January 12, 2009

Artist's gallery a must-see

Jamie Lee Pricer
The Desert Sun

Carl Bray (right) spent time in the 1950s with Indian Wells neighbor and artist Fred Chisnell. (Courtesy of The Bray family)

His canvas of choice is a slab of masonite, perhaps because it is a sturdy medium when you paint in railroad yards or out in the desert.

His most popular subject is the wispy smoke tree that grows in washes.

His painting — influenced by days spent near the Salton Sea with iconic desert artists such as John Hilton, Maynard Dixon, Bill Bender and Clyde Forsythe — ranks him as a prized California artist.

His Indian Wells gallery was a Coachella Valley landmark for nearly 50 years.

Carl Bray was born in 1917 in Prague, Okla. He studied art during the Depression at Miami College in the Dust Bowl state, while working on farms to pay his tuition.

He moved West to find work in 1936 and landed a job with the railroad in Southern California, where he worked for more than 40 years. He painted almost every day, either at the railroad yard or later at one of his studios.

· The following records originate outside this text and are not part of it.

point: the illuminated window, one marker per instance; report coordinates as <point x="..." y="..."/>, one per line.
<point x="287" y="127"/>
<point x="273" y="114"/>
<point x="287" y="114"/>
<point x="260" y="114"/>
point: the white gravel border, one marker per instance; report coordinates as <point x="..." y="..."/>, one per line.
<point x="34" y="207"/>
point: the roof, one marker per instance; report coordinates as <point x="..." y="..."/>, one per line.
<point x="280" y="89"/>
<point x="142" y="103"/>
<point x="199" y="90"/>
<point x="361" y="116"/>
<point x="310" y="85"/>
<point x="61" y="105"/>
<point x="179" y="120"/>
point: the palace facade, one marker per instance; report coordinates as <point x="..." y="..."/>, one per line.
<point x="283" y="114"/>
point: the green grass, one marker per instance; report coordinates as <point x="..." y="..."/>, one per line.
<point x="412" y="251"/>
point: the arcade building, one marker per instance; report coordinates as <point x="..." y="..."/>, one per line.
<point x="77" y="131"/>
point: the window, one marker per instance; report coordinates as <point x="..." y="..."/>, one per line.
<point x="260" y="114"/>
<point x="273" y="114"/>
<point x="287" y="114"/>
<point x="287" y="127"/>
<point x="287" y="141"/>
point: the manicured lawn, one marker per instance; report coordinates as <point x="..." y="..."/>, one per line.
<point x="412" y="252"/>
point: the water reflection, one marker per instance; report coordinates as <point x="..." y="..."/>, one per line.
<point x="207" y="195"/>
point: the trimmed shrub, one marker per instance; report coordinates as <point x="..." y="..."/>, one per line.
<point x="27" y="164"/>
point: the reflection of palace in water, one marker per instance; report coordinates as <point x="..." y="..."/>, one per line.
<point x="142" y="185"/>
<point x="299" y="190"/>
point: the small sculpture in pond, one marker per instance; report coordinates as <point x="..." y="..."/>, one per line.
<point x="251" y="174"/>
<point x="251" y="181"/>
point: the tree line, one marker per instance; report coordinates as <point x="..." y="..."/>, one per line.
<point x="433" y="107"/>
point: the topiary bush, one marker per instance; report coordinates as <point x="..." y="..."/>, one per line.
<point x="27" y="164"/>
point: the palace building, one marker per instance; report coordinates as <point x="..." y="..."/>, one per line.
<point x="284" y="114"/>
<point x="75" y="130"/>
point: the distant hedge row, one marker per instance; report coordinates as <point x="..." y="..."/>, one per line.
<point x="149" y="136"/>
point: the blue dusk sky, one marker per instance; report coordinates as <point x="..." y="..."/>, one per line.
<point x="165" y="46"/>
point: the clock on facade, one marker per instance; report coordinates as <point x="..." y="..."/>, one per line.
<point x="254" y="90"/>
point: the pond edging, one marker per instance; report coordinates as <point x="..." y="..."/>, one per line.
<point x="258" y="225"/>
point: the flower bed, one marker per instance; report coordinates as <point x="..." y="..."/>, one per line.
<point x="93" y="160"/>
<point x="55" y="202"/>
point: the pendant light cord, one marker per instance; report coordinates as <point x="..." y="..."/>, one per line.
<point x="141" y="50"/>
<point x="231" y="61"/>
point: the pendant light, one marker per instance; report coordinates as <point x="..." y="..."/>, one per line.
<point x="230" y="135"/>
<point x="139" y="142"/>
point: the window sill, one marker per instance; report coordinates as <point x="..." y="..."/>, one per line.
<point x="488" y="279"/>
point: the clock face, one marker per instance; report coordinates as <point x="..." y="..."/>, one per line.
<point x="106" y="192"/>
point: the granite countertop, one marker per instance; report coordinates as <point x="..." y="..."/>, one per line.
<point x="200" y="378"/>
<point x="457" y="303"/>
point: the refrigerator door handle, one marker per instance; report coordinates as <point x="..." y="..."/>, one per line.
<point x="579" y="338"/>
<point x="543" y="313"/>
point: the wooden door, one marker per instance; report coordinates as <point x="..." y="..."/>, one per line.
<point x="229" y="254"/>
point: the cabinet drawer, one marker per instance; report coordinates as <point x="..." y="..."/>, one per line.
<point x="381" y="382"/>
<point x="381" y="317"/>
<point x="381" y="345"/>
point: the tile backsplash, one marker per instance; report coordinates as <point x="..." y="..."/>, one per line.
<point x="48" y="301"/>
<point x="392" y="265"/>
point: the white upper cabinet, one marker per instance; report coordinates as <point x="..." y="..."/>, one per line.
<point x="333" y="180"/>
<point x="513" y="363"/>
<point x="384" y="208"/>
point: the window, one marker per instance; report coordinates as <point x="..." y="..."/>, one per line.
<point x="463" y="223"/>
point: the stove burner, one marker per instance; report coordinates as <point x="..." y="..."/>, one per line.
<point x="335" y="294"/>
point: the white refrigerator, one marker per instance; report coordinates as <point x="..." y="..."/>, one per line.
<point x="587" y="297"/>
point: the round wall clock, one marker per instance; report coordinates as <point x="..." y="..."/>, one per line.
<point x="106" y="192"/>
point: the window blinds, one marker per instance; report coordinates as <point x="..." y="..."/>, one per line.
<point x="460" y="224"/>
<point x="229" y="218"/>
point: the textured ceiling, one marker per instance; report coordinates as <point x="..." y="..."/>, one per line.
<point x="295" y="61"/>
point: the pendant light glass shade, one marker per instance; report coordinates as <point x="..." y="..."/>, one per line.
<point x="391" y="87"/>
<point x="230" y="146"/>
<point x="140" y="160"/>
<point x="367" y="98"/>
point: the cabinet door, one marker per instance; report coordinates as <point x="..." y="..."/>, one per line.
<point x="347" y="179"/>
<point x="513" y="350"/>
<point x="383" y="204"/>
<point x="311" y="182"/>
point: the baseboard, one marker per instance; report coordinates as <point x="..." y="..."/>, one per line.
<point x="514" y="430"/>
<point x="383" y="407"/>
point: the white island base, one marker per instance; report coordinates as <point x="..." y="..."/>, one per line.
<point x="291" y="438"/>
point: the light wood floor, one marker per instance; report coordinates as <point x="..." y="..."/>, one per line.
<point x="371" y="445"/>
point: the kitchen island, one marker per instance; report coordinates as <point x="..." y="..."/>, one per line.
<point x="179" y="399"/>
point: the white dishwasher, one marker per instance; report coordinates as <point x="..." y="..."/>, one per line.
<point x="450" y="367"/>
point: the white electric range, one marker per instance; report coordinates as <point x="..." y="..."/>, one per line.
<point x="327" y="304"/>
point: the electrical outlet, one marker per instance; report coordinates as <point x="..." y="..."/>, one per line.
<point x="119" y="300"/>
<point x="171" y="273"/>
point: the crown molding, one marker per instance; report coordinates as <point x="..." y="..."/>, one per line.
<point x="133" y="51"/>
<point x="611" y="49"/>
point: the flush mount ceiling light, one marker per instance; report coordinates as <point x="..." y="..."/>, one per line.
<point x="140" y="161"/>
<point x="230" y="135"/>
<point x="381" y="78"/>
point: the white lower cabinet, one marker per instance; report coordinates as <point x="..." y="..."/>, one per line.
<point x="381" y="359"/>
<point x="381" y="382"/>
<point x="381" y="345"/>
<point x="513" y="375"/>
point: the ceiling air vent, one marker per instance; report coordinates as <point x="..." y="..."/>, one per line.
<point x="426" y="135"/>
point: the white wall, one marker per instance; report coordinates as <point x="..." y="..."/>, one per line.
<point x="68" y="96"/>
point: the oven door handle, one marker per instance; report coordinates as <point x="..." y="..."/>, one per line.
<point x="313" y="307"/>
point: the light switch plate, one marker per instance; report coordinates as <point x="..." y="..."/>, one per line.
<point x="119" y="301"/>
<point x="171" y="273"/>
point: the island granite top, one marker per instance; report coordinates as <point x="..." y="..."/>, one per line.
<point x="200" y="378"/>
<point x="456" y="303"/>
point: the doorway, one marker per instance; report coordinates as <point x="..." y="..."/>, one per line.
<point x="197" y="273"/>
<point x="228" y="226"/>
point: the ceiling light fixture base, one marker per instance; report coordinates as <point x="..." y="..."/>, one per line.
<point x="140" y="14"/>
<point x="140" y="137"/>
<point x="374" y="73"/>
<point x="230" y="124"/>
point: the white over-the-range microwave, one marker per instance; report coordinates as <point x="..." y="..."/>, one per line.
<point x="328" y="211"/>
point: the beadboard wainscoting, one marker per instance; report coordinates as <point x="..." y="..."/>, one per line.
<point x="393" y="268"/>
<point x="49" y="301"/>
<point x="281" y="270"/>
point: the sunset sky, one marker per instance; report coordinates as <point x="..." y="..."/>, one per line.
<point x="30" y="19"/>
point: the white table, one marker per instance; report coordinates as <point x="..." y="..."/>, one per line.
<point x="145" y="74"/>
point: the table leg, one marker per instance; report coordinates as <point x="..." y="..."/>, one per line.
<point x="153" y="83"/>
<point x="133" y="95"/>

He married his wife, Luella, in 1939. The young couple moved 20 miles east of Niland, little more than a lonely railroad siding. Despite the lack of creature comforts, including air conditioning, the Brays learned to love the desert, and it was here that a shy Bray met the other iconic artists.

The railroad job took Bray and his wife to the Los Angeles area during WWII, where they bought property in rural El Monte, built a house and started their family of four children.

The desert beckoned, though. In the early 1950s, Bray bought a Highway 111 frontage lot in Indian Wells for $1,000. Working weekends and vacations, he built a house and gallery, and the family moved to the desert in 1953. Their backyard, now a golf course, was once the site of one the largest Cahuilla villages in the valley, Kavinish.

At the time there was little development in Indian Wells. The Brays' neighbors included a few cabins, a dance hall, two small groceries, two gas stations, a dance hall and a café. By the early 1960s, those businesses had been demolished, and the Bray gallery remained a signal outpost for miles in either direction on Highway 111.

Bray's art was popular, and people, including a steady fan base of celebrities, stopped by the gallery regularly.

Done in 2008, this 8-by-10-inch painting is of Carl Bray’s
most popular subject, smoke trees. (Courtesy of Adele Ruxton)

Bray continued working for the railroad while his wife ran the gallery. In the early 1960s, the Brays started to spend summers in Taos, where he had a gallery on the plaza for several years.

Bray retired from the railroad and continued to paint. He figures he's painted more than 6,500 smoke trees. Through the years, he has won dozens of art awards, demonstrated art on TV and has one-man shows throughout the nation and overseas. His paintings are owned by celebrities and held by the city of Indian Wells in its permanent collection.

The couple sold their Indian Wells property in about 2000 and moved to Banning.

Luella died a year ago, and the new owners of the Bray property lost it recently to foreclosure. It's now owned by Indian Wells, and the fate of the city's oldest building is not clear.

Ann Japenga contributed to this story.